A joint international conference between the Lost Cities Rediscovered: Reexamining Excavation Histories in Late Ottoman and Mandate Western Asia’ (LoCi) project, and the Centre for Urban Network Evolutions, took place between 2 and 3 October 2026 at The Royal Danish Academy of Sciences and Letters, Copenhagen. The conference reflects the growing need for utilizing legacy data as primary evidence that can lead to new knowledge about urban centres and lost cities.
The conference Excavating cities and archiving knowledge. Revisiting the rediscovery of “Lost Cities” in the Late Ottoman and early Mandate periods, was organized by Olympia Bobou (Aarhus University), Miriam Kühn (Staatliche Museen zu Berlin), and Rubina Raja (Aarhus University). It brought together a group of scholars whose work on archives is at the forefront of re-evaluating archives, by studying them as primary sources that are just as important as the excavations in which they were created. The event revealed several common strands of inquiry in their presentations. The relationship between the locals and the foreign travelers and archaeologists was one that was examined in several of the papers. Together, they revealed how these interpersonal encounters were characterized by various degrees of formality between them, but always with an understanding that the foreign archaeologists were somehow superior.
The role of photographers in documenting excavations, but also life at the site and the villages around it, was another such strand.

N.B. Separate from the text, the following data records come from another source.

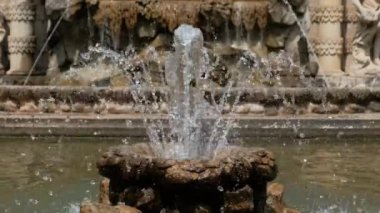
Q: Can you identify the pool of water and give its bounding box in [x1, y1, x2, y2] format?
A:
[0, 137, 379, 212]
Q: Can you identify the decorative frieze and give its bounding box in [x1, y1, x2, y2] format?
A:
[311, 38, 343, 56]
[310, 6, 344, 23]
[7, 36, 36, 54]
[6, 3, 35, 22]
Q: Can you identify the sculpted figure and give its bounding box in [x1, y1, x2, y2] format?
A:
[351, 0, 380, 74]
[0, 12, 5, 73]
[269, 0, 317, 75]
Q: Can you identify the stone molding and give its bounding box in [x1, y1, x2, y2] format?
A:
[311, 38, 343, 56]
[310, 5, 344, 23]
[5, 3, 35, 22]
[7, 36, 36, 54]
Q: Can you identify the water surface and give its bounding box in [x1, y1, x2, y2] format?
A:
[0, 137, 379, 212]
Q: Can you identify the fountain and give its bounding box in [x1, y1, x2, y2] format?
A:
[0, 0, 379, 212]
[87, 24, 279, 213]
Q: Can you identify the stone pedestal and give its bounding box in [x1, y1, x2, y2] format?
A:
[312, 0, 343, 75]
[6, 0, 36, 75]
[96, 143, 278, 212]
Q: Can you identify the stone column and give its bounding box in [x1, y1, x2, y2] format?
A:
[313, 0, 344, 74]
[6, 0, 36, 75]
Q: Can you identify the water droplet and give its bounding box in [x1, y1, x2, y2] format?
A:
[48, 191, 54, 196]
[28, 198, 39, 205]
[299, 133, 305, 139]
[20, 153, 26, 157]
[87, 162, 93, 171]
[42, 175, 51, 182]
[14, 200, 21, 206]
[217, 186, 224, 192]
[90, 180, 96, 185]
[122, 138, 129, 144]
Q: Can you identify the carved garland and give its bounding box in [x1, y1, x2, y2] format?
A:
[310, 6, 343, 23]
[311, 38, 343, 56]
[7, 36, 36, 54]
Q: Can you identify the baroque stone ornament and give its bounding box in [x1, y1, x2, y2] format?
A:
[6, 0, 36, 75]
[351, 0, 380, 75]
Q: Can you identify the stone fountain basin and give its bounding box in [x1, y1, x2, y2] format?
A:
[97, 143, 277, 212]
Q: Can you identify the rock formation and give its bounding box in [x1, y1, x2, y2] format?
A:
[95, 143, 278, 212]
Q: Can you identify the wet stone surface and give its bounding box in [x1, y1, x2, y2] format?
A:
[96, 143, 278, 212]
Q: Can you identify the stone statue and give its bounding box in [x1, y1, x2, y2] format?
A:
[351, 0, 380, 74]
[0, 11, 6, 74]
[268, 0, 317, 75]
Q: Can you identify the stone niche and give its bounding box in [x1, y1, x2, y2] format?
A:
[0, 0, 377, 84]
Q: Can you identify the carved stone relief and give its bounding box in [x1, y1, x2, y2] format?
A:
[0, 0, 378, 82]
[350, 0, 380, 75]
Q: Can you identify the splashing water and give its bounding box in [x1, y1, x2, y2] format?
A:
[69, 24, 304, 160]
[150, 25, 227, 159]
[278, 0, 329, 86]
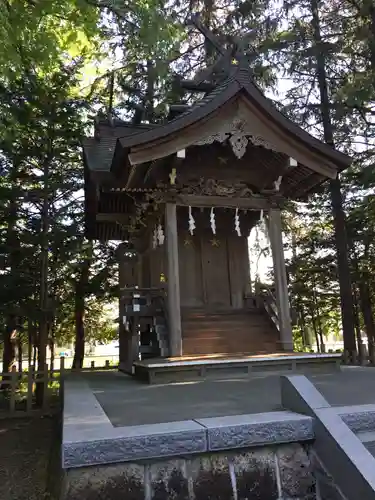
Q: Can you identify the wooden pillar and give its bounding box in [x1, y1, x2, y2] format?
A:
[117, 244, 138, 372]
[165, 203, 182, 356]
[268, 208, 294, 351]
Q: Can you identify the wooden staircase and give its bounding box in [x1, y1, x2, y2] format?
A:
[181, 308, 280, 356]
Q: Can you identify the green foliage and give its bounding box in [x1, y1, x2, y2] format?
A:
[0, 0, 101, 78]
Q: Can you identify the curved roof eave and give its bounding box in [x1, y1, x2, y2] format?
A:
[119, 78, 241, 151]
[115, 67, 351, 172]
[239, 75, 351, 170]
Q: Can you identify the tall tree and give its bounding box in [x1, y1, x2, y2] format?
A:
[310, 0, 356, 354]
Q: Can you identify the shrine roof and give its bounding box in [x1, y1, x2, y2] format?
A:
[82, 120, 157, 173]
[113, 64, 351, 172]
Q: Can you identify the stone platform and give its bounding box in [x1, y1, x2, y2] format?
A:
[61, 367, 375, 499]
[62, 374, 316, 499]
[133, 352, 341, 384]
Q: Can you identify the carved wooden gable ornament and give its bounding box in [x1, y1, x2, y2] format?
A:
[194, 112, 276, 159]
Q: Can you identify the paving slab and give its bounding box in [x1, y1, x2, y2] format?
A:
[309, 367, 375, 407]
[78, 366, 375, 428]
[83, 371, 282, 427]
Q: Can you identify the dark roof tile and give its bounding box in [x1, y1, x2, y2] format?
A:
[84, 122, 157, 172]
[116, 65, 351, 170]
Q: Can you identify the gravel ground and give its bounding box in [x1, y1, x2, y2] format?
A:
[0, 416, 59, 500]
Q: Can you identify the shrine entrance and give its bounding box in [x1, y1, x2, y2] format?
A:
[177, 208, 255, 311]
[178, 234, 233, 309]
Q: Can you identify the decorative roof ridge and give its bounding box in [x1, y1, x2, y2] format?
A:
[116, 77, 241, 152]
[164, 71, 239, 125]
[96, 118, 159, 129]
[109, 63, 350, 173]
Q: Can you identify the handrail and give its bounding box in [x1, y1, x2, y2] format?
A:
[120, 286, 166, 299]
[259, 286, 280, 331]
[120, 287, 170, 357]
[120, 286, 166, 292]
[257, 282, 297, 330]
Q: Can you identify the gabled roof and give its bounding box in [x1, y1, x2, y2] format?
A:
[112, 64, 351, 178]
[82, 120, 157, 173]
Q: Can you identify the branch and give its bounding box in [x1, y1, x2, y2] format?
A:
[85, 0, 140, 30]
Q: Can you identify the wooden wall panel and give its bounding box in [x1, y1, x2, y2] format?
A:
[178, 233, 204, 307]
[227, 235, 249, 309]
[201, 237, 231, 307]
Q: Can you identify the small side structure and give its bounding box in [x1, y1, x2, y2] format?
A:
[83, 61, 351, 373]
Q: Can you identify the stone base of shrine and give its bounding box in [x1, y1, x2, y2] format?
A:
[132, 352, 342, 384]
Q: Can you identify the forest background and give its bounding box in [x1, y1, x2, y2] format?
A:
[0, 0, 374, 373]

It revealed how ‘amateur’ photographers could be more professional than archaeologist photographers, but also how archaeologists were shaped by contemporary ideas about ethnography when taking photographs.
A third strand concerned the content of the photographs, and what they revealed not about the people who took them or were photographed, but the ruins themselves. This focused on the role of institutions and political forces exerting their power on the construction of the narratives surrounding the lost cities and their ruins.
The conference was bookended by two more general papers: one on the perception of ruins in Islamic literature and historical documents by Alain Schnapp, and one on the way that archaeology also creates lost cities through its use – and misuse – of archives by Jen A. Baird.
The proceedings of the conference will be published in the Archive Archaeology series by Brepols.